XML parser performance in Python 3.3
For a recent bug ticket about MiniDOM, I collected some performance numbers that compare it to ElementTree, cElementTree and lxml.etree under a recent CPython 3.3 developer build, all properly compiled and optimised for Linux 64bit, using os.fork() and the resource module to get a clean measure of the memory usage for the in-memory tree. Here are the numbers:
Parsing hamlet.xml in English, 274KB:
Memory usage: 7284
xml.etree.ElementTree.parse done in 0.104 seconds
Memory usage: 14240 (+6956)
xml.etree.cElementTree.parse done in 0.022 seconds
Memory usage: 9736 (+2452)
lxml.etree.parse done in 0.014 seconds
Memory usage: 11028 (+3744)
minidom tree read in 0.152 seconds
Memory usage: 30360 (+23076)
Parsing the old testament in English (ot.xml, 3.4MB) into memory:
Memory usage: 20444 xml.etree.ElementTree.parse done in 0.385 seconds Memory usage: 46088 (+25644) xml.etree.cElementTree.parse done in 0.056 seconds Memory usage: 32628 (+12184) lxml.etree.parse done in 0.041 seconds Memory usage: 37500 (+17056) minidom tree read in 0.672 seconds Memory usage: 110428 (+89984)
A 25MB XML file with Slavic Unicode text content:
Memory usage: 57368 xml.etree.ElementTree.parse done in 3.274 seconds Memory usage: 223720 (+166352) xml.etree.cElementTree.parse done in 0.459 seconds Memory usage: 154012 (+96644) lxml.etree.parse done in 0.454 seconds Memory usage: 135720 (+78352) minidom tree read in 6.193 seconds Memory usage: 604860 (+547492)
And a contrived 4.5MB XML file with a lot more structure than data and no whitespace at all:
Memory usage: 11600 xml.etree.ElementTree.parse done in 3.374 seconds Memory usage: 203420 (+191820) xml.etree.cElementTree.parse done in 0.192 seconds Memory usage: 36444 (+24844) lxml.etree.parse done in 0.131 seconds Memory usage: 62648 (+51048) minidom tree read in 5.935 seconds Memory usage: 527684 (+516084)
I also took the last file and pretty printed it, thus adding lots of indentation whitespace that increased the file size to 6.2MB. Here are the numbers for that:
Memory usage: 13308 xml.etree.ElementTree.parse done in 4.178 seconds Memory usage: 222088 (+208780) xml.etree.cElementTree.parse done in 0.478 seconds Memory usage: 103056 (+89748) lxml.etree.parse done in 0.199 seconds Memory usage: 101860 (+88552) minidom tree read in 8.705 seconds Memory usage: 810964 (+797656)

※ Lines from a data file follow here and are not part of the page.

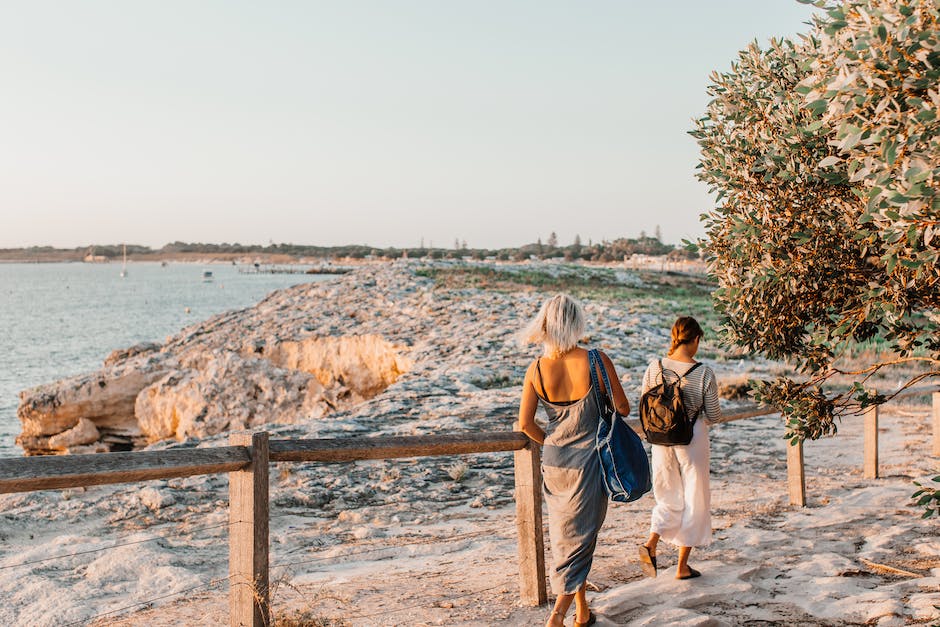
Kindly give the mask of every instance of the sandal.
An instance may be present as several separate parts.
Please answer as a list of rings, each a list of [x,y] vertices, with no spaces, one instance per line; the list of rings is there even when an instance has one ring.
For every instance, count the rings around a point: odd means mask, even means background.
[[[588,627],[588,625],[593,625],[596,622],[597,622],[597,616],[594,616],[594,612],[592,612],[591,610],[588,610],[588,619],[584,621],[583,623],[574,621],[574,627]]]
[[[689,566],[689,574],[683,575],[681,577],[676,577],[676,579],[695,579],[696,577],[701,577],[701,576],[702,576],[702,573],[698,572],[697,570]]]
[[[639,546],[640,549],[640,568],[647,577],[656,576],[656,556],[650,553],[649,547],[645,544]]]

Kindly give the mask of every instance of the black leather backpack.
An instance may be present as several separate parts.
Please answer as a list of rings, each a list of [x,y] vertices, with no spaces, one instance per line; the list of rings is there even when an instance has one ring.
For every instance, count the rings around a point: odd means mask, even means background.
[[[647,442],[660,446],[676,446],[692,441],[692,427],[705,407],[705,399],[702,399],[702,407],[699,407],[697,412],[689,413],[682,400],[682,382],[701,365],[699,362],[679,376],[672,370],[664,369],[660,360],[659,376],[662,383],[651,387],[640,397],[640,422]],[[675,375],[675,379],[670,381],[666,377],[667,372]]]

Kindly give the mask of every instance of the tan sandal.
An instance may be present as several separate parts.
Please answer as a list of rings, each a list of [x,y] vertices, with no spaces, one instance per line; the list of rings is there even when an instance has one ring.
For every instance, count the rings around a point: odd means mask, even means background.
[[[656,556],[650,553],[649,547],[645,544],[639,546],[640,549],[640,568],[647,577],[656,576]]]
[[[588,627],[588,625],[593,625],[597,622],[597,616],[594,616],[594,612],[588,610],[588,619],[583,623],[574,621],[574,627]]]

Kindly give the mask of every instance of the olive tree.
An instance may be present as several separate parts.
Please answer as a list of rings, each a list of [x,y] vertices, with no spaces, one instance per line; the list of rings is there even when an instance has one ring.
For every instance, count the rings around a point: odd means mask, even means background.
[[[808,33],[712,75],[692,132],[725,337],[796,366],[753,384],[793,442],[940,377],[940,2],[813,4]],[[871,390],[886,369],[901,382]]]

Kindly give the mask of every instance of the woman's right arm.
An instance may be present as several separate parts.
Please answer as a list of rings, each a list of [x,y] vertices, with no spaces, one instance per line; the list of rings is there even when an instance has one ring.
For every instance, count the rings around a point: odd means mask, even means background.
[[[532,380],[534,365],[529,366],[522,383],[522,400],[519,403],[519,422],[516,428],[529,436],[531,440],[541,444],[545,441],[545,431],[535,422],[535,410],[538,409],[539,399],[535,394],[535,385]]]

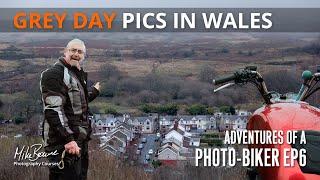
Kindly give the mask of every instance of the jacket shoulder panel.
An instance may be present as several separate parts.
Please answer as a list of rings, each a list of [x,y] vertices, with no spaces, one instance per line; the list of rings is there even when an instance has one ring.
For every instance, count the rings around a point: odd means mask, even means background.
[[[57,80],[63,81],[63,73],[64,73],[63,65],[55,64],[54,66],[46,69],[41,73],[41,79],[42,80],[57,79]]]

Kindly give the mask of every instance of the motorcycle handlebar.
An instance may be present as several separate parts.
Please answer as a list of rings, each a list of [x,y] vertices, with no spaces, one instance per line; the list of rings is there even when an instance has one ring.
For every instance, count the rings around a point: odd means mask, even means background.
[[[266,84],[263,81],[262,76],[260,73],[257,72],[257,67],[255,66],[247,66],[244,69],[240,69],[236,71],[232,75],[228,75],[222,78],[214,79],[213,84],[219,85],[223,84],[229,81],[234,81],[234,84],[244,84],[251,82],[259,89],[260,94],[262,95],[263,99],[265,100],[266,104],[271,103],[271,96],[270,93],[266,87]],[[224,86],[221,86],[221,88],[225,88]]]
[[[236,76],[235,74],[229,75],[229,76],[225,76],[222,78],[218,78],[218,79],[214,79],[212,82],[214,85],[219,85],[219,84],[223,84],[229,81],[233,81],[235,80]]]

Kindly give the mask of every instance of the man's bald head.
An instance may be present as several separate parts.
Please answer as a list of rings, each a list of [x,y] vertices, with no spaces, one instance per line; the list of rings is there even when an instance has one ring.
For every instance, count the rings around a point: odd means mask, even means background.
[[[80,40],[80,39],[77,39],[77,38],[72,39],[71,41],[69,41],[66,48],[70,49],[75,45],[76,46],[79,46],[79,45],[82,46],[84,52],[86,52],[86,46],[85,46],[84,42],[82,40]]]
[[[71,66],[76,66],[80,69],[80,62],[84,60],[86,46],[80,39],[73,39],[68,42],[64,50],[64,59]]]

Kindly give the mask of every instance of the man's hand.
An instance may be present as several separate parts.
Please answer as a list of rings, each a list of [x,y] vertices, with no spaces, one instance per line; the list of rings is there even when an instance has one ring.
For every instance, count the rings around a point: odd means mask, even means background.
[[[94,84],[93,86],[94,88],[96,88],[99,92],[100,92],[100,82],[96,82],[96,84]]]
[[[75,141],[70,141],[69,143],[64,145],[64,149],[69,154],[80,155],[80,148]]]

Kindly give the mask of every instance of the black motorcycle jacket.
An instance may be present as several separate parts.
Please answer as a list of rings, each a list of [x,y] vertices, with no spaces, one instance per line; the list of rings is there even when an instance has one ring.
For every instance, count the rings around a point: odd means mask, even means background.
[[[41,73],[44,122],[43,139],[46,146],[64,145],[70,141],[88,140],[91,123],[88,103],[99,91],[87,88],[87,73],[59,58]]]

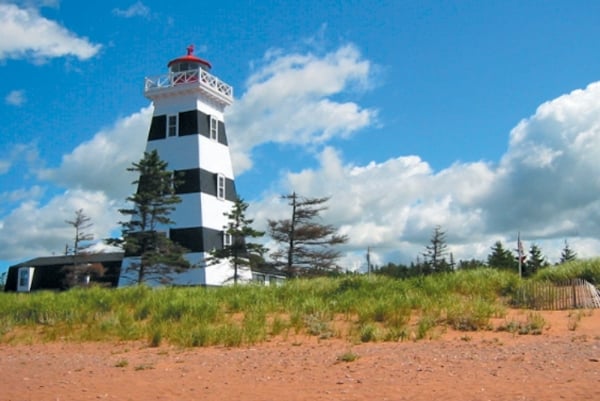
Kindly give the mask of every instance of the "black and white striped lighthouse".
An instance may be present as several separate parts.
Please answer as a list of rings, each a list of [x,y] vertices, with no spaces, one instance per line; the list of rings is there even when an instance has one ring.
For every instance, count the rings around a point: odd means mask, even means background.
[[[211,64],[194,54],[168,63],[168,73],[145,80],[144,95],[154,104],[146,151],[156,150],[180,180],[176,205],[165,228],[170,238],[189,250],[194,268],[173,275],[178,285],[223,285],[233,276],[227,262],[207,265],[214,248],[227,245],[226,213],[236,199],[233,168],[223,113],[233,102],[233,88],[210,74]],[[127,258],[123,261],[125,272]],[[124,273],[122,273],[124,274]],[[239,272],[250,279],[250,272]],[[247,277],[245,277],[247,276]],[[119,284],[125,284],[121,277]]]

Yes, 2MB of whitespace account for almost 300MB more memory in MiniDOM.
Here are the graphs:
I think it is pretty clear that minidom has basically left the scale, whereas cElementTree and lxml.etree are pretty close to each other. lxml tends to be a tad faster, and cElementTree tends to use a little less memory.